This essay aims at analyzing how nurses apply EBP together with non- evidence-based procedures in the prevention of ventilator-associated pneumonia (VAP). It also aims at formulating a PICOT question, associated challenges, invent more options needed to apply evidence-based practices and formulate a review policy.
It takes less than 72 hours after exposure to mechanical ventilation to develop VAP for the intensive care patients. It is very critical since their bodies are already fragile to fight back diseases. Non-EBP practices in avoiding VAP include handling the patients with clean, warm and dry hands, perform an oral rinse using Hydrogen peroxide in every two hours, turning patients sleeping position regularly, and perform chest physiotherapy. The EPB methods include the use of ventilator bundle that includes, checking patient readiness for extubating on a daily basis, bed elevation top about 30-45 degrees, execute peptic ulcer disease prophylaxis and performs venous thrombosis prophylaxis (Azab, Sherbiny, Saleh, Elsaeed, Elshafiey, Siam & Ismail, 2015).
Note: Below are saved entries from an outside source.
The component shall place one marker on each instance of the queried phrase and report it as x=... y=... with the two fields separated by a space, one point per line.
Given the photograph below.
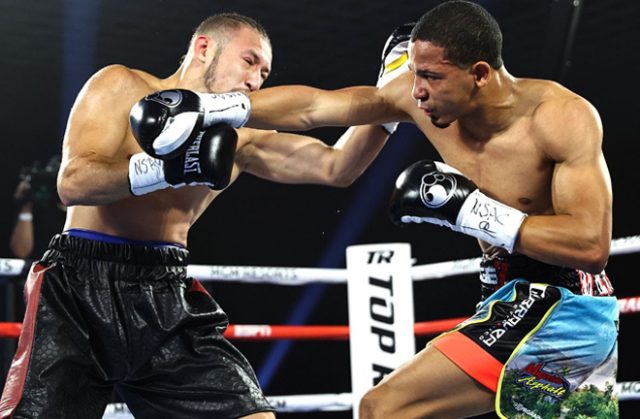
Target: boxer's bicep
x=95 y=157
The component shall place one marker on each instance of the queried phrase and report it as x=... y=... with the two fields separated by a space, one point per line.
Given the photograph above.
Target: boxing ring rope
x=300 y=276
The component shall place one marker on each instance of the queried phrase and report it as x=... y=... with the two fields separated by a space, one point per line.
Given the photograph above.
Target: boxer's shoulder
x=123 y=82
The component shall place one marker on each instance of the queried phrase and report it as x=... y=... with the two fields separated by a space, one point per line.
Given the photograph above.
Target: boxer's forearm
x=298 y=108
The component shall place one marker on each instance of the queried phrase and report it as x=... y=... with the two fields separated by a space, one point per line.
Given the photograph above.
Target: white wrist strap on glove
x=489 y=220
x=232 y=108
x=146 y=174
x=395 y=64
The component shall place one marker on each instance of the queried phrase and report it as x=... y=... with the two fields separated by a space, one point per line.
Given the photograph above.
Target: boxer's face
x=243 y=64
x=443 y=89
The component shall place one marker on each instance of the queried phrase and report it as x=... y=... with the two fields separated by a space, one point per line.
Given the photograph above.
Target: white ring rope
x=629 y=390
x=301 y=276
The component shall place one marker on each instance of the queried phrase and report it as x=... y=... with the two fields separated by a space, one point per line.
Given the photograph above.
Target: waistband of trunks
x=497 y=271
x=126 y=252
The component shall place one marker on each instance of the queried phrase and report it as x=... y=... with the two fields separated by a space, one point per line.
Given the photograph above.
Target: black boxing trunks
x=540 y=347
x=112 y=314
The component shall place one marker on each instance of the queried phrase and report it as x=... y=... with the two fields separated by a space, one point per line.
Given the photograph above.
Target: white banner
x=380 y=293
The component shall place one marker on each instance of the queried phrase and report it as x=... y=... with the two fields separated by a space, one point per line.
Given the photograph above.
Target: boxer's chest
x=509 y=167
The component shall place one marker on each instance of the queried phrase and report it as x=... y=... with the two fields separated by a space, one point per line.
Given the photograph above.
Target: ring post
x=380 y=295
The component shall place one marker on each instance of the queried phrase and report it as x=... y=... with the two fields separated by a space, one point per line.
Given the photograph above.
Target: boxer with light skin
x=115 y=280
x=525 y=174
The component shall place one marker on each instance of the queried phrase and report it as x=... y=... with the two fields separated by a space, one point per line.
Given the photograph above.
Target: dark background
x=49 y=48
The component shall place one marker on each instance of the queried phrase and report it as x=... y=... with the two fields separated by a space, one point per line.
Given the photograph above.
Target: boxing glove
x=166 y=122
x=394 y=61
x=207 y=161
x=432 y=192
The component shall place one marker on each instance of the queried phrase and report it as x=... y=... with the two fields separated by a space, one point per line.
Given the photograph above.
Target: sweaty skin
x=98 y=143
x=531 y=144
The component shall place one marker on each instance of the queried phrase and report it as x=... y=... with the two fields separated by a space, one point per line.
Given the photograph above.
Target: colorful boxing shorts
x=105 y=314
x=545 y=350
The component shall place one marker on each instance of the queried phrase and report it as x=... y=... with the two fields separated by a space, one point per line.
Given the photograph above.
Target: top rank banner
x=381 y=321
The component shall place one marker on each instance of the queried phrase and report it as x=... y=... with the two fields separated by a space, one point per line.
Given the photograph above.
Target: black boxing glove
x=166 y=122
x=207 y=161
x=433 y=192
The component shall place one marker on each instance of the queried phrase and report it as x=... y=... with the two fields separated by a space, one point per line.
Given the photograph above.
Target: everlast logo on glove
x=192 y=156
x=170 y=98
x=437 y=189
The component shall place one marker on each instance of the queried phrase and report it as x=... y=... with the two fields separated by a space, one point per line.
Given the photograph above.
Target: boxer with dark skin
x=162 y=351
x=534 y=150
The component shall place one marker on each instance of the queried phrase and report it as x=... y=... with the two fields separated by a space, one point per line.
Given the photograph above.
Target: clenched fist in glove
x=207 y=161
x=165 y=123
x=395 y=61
x=433 y=192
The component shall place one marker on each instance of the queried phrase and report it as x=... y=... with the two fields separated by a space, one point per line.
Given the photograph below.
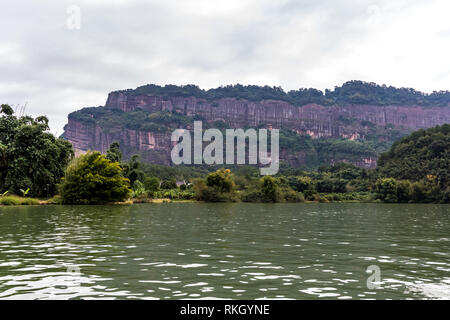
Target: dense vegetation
x=32 y=160
x=416 y=169
x=423 y=158
x=93 y=179
x=352 y=92
x=35 y=163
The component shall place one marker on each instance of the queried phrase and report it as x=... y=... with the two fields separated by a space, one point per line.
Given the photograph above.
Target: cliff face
x=350 y=122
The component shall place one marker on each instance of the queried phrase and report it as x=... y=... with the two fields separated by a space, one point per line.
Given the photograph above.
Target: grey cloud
x=124 y=44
The PICOT question is, "In prevention (O) of Vent-associated pneumonia (P), what is more effective, Chlorhexidine Gluconate (I) oral rinse or Hydrogen Peroxide oral rinse (C) after a six months (T) observation? Previous studies showed that Chlorhexidine mouth produced better results in VAP reduction than hydrogen peroxide oral wash (Rello, Afonso, Lisboa, Ricart, Balsera, Rovira & FADO Project Investigators, 2013).
One major challenge is the factor of time that doesn't allow the nurses to include the New EBP. The nurses have too much work that gives way to little or no time for extra work. Another challenge is that more research and invention is still required before they formulate the best among all methods in VAP prevention (Lerma, Garcia, Lorente, Gordo, Anon, Alvarez & Jam, 2014). In making EBP more valid and applicable, research institutions need to train people on the EBP methods discovered, and enlighten them on how to implement that with what current nurses have, to make it easy to apply the change in hospitals. Hospitals could also offer nurses free time to learn the EBP techniques (Lerma, Garcia, Lorente, Gordo, Anon, Alvarez & Jam, 2014).Conclusion
In conclusion, prevention is always better especially for people who are already under other forms of sicknesses. Nurses should strive to avoid any further damage to their sick patients.
References
Azab, S. F., Sherbiny, H. S., Saleh, S. H., Elsaeed, W. F., Elshafiey, M. M., Siam, A. G., & Ismail, S. M. (2015). Reducing ventilator-associated pneumonia in neonatal intensive care unit using "VAP prevention Bundle": a cohort study. BMC infectious diseases, 15(1), 314.
Lerma, F. A., Garcia, M. S., Lorente, L., Gordo, F., Anon, J. M., Alvarez, J., & Jam, R. (2014). Guidelines for the prevention of ventilator-associated pneumonia and their implementation. The Spanish "Zero-VAP" bundle. Medicina intensiva, 38(4), 226-236.
Rello, J., Afonso, E., Lisboa, T., Ricart, M., Balsera, B., Rovira, A., & FADO Project Investigators. (2013). A care bundle approach for prevention of ventilator-associated pneumonia. Clinical Microbiology and Infection, 19(4), 363-369.